First-Principles Study Reveals an Electronic Correlation Effect on the Topological and Electronic Properties of Janus RuClF Monolayers: Implications for Spintronics and Valleytronics Applications

Abstract

Combining the nontrivial band topology with the intrinsic ferrovalley (FV), the valley-nonequilibrium quantum anomalous Hall effect (VQAHE) attracts growing attention both for its potential applications and basic physics. The electronic properties of some systems with localized orbital distribution and special structures could be influenced by the electronic correlation effect. In our work, the electronic correlation effect on the electronic structures for a Janus RuClF monolayer (ML) is investigated based on the first-principles calculations + U method. For the magnetization orientation along the out-of-plane (OOP) direction, RuClF ML undergoes FV to half-valley-metal (HVM) to VQAHE to HVM to FV transitions with increasing electron correlation effects.

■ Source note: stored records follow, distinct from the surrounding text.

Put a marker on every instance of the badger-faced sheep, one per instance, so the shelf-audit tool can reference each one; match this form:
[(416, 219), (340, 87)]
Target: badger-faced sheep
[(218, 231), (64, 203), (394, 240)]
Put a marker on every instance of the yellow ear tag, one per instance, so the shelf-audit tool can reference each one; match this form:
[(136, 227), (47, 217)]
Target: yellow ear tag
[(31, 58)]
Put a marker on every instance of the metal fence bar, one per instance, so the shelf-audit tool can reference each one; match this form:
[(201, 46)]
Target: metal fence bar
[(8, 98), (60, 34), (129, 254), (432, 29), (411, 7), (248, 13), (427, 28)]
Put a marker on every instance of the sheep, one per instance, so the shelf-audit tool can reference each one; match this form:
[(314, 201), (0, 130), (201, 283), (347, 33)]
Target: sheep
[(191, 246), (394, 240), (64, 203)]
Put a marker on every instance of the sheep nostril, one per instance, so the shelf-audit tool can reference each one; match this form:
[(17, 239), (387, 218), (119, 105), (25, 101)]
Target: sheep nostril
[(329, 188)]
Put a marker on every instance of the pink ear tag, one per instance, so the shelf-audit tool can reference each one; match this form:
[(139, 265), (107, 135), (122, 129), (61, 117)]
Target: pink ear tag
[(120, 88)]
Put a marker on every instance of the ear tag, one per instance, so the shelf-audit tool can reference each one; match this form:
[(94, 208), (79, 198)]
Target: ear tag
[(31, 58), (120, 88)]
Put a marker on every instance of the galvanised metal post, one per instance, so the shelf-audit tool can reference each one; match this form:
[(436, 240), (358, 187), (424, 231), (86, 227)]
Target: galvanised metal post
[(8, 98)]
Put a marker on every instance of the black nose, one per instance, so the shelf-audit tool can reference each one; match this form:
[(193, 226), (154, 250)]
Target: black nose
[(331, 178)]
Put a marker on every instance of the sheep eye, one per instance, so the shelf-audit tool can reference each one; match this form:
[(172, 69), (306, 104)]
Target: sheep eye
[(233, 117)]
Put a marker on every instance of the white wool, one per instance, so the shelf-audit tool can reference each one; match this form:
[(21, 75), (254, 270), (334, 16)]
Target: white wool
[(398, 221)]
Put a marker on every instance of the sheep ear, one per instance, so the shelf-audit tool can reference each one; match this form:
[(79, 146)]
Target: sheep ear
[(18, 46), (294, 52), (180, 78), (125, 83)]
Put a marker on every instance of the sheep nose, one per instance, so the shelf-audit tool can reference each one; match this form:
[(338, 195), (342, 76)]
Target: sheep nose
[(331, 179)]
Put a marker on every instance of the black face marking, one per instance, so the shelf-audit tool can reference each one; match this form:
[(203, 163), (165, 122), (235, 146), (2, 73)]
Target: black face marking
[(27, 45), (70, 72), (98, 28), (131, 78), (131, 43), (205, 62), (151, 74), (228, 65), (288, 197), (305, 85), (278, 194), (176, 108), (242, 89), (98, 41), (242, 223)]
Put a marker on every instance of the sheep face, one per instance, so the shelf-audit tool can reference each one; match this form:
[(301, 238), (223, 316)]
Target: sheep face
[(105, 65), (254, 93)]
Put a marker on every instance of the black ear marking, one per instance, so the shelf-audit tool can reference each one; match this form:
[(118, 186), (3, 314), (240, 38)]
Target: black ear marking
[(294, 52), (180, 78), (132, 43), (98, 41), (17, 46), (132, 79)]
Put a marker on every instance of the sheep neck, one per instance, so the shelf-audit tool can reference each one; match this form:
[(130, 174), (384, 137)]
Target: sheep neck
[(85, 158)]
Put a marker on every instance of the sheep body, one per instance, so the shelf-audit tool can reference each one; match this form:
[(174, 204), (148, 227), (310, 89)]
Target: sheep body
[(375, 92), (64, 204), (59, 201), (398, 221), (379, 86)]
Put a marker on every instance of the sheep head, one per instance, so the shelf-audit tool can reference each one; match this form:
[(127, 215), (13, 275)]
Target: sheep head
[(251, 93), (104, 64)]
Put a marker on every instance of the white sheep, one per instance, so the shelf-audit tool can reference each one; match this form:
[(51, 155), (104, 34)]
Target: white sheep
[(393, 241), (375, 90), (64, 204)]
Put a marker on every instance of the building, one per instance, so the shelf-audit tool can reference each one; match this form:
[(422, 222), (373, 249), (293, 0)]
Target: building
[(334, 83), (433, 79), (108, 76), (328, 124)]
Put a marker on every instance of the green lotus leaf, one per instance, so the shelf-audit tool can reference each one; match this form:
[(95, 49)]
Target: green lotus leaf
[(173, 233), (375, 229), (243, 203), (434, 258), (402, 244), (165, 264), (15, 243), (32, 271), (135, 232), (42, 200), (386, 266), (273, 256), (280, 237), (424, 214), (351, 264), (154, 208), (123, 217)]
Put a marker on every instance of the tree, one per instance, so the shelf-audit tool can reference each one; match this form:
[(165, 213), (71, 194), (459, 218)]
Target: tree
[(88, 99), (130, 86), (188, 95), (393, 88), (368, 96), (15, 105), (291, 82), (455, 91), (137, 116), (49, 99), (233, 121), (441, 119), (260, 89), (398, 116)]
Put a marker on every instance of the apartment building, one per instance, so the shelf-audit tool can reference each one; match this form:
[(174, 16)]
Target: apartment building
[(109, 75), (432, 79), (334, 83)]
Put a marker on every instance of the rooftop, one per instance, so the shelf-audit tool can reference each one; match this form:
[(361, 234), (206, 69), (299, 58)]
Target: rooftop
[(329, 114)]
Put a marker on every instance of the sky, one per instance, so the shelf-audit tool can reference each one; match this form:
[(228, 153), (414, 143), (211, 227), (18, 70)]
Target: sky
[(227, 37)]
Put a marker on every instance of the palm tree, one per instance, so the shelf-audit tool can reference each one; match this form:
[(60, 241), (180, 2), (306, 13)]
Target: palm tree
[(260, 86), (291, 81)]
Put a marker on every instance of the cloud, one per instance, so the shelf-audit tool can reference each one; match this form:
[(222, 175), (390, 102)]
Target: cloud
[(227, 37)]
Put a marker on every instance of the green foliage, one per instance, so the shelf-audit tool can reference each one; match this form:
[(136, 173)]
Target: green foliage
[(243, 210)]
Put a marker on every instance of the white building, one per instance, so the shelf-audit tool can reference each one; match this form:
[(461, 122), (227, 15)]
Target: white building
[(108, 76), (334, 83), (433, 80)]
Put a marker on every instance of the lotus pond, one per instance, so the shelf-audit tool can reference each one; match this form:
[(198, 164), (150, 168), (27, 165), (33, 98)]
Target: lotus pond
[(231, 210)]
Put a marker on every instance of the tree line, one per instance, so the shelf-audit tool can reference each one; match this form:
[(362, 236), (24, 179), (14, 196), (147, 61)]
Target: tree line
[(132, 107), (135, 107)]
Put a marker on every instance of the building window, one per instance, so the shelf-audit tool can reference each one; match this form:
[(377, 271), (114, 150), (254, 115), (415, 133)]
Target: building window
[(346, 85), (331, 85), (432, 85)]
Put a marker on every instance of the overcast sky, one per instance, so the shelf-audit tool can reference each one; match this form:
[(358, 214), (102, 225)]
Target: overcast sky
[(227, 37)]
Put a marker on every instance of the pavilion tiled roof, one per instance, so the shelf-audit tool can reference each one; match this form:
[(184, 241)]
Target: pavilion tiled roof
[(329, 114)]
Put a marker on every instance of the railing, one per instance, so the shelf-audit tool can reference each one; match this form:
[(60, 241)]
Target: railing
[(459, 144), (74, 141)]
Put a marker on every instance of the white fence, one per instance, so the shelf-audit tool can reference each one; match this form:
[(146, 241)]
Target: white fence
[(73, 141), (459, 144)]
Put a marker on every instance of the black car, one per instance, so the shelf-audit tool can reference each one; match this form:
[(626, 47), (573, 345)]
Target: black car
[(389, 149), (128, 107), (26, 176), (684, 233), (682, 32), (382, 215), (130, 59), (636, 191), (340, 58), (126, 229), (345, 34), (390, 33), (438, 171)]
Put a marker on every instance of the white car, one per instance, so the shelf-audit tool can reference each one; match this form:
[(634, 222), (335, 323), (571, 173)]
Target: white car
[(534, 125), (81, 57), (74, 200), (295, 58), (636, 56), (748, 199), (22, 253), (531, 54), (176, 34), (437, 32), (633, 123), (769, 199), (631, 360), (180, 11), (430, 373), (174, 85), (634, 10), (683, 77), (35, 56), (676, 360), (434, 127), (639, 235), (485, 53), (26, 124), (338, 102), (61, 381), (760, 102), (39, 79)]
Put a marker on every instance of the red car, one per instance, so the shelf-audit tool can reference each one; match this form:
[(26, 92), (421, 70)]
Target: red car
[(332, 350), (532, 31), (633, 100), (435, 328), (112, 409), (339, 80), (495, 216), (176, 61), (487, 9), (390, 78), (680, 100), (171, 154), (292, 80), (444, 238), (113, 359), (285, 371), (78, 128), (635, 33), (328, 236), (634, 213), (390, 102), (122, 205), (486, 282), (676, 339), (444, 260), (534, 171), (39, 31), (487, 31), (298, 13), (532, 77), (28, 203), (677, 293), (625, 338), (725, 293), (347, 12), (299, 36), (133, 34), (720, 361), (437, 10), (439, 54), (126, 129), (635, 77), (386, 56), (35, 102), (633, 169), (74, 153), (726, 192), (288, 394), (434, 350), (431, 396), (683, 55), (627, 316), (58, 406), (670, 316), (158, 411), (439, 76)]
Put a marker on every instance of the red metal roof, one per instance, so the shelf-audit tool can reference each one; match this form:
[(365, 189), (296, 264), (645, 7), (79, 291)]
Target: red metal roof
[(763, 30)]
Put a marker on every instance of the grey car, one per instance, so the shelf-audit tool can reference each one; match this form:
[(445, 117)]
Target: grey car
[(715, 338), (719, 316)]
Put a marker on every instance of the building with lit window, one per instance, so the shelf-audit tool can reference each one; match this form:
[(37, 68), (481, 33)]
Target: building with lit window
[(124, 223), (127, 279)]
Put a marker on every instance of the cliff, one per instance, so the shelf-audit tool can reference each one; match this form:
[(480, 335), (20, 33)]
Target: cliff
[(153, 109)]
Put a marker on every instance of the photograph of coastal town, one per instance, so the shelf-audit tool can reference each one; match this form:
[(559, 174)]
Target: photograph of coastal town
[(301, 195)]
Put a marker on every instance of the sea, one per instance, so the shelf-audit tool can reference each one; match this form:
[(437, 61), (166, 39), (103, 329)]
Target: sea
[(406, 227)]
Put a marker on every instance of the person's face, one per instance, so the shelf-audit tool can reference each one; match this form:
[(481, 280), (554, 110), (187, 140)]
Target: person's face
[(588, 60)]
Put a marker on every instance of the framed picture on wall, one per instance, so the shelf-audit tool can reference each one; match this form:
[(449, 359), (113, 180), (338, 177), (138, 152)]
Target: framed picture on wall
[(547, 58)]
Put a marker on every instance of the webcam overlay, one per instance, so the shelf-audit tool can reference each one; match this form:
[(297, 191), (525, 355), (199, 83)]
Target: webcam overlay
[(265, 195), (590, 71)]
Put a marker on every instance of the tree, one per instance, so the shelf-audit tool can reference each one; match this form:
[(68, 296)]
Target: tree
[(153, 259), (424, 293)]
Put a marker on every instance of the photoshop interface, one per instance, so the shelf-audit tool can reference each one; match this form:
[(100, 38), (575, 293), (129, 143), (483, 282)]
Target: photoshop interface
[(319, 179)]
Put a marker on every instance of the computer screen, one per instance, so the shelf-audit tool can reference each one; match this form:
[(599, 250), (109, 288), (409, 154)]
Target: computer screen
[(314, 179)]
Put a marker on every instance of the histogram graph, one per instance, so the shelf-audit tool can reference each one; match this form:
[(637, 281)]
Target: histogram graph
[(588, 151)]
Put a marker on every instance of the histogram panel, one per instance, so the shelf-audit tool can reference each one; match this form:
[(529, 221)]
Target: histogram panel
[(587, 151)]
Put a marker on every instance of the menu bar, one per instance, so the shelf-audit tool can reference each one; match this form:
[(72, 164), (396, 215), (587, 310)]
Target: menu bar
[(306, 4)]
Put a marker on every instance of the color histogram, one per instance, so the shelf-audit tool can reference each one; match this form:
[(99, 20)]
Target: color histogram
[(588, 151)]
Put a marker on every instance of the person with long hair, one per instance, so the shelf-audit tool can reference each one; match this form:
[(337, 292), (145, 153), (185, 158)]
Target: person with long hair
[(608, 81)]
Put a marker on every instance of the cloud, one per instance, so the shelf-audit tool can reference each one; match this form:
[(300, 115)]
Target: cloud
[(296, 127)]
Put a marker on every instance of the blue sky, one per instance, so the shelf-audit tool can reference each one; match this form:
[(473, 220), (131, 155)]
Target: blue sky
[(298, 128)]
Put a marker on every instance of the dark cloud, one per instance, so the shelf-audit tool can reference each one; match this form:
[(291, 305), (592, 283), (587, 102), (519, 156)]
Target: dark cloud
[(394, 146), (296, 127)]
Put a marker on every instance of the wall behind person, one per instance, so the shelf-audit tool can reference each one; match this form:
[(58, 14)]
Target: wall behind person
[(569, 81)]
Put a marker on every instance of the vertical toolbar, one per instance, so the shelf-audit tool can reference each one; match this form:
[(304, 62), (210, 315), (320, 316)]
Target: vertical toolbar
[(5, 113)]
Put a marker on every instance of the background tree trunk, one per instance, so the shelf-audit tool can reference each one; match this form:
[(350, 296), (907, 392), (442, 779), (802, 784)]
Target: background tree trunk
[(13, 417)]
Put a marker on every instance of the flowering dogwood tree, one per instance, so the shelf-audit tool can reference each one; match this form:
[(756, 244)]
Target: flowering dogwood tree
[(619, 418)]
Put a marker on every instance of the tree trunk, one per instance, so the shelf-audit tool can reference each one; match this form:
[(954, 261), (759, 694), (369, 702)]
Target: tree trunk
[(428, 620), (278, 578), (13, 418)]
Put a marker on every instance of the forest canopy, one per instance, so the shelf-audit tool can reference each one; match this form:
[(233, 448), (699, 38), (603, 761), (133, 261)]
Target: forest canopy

There is a chiral edge state connecting the valence and conduction bands and an integer Chern number (C = 1) when 2.52 < U < 2.55 eV. No obvious valley polarization and special VQAHE phases occur for the magnetization orientation along the in-plane (IP) direction. Regardless of IP or OOP magnetic anisotropy, the sign-reversible Berry curvature can be found with increasing U values. Notably, with increasing U values, the magnetization of RuClF ML varies from OOP to IP, and the key U value is approximately 2.41 eV. When taking into account the intrinsic magnetic anisotropy, no HVM and VQAHE states exist. This work finds the significance of magnetic anisotropy and electronic correlation effects in RuClF ML and highlights that electronic correlation effects can induce unusual topological phase transitions. Our consequences manifest that RuClF ML is an admirable material for topological electronic, spintronic, and valleytronic applications.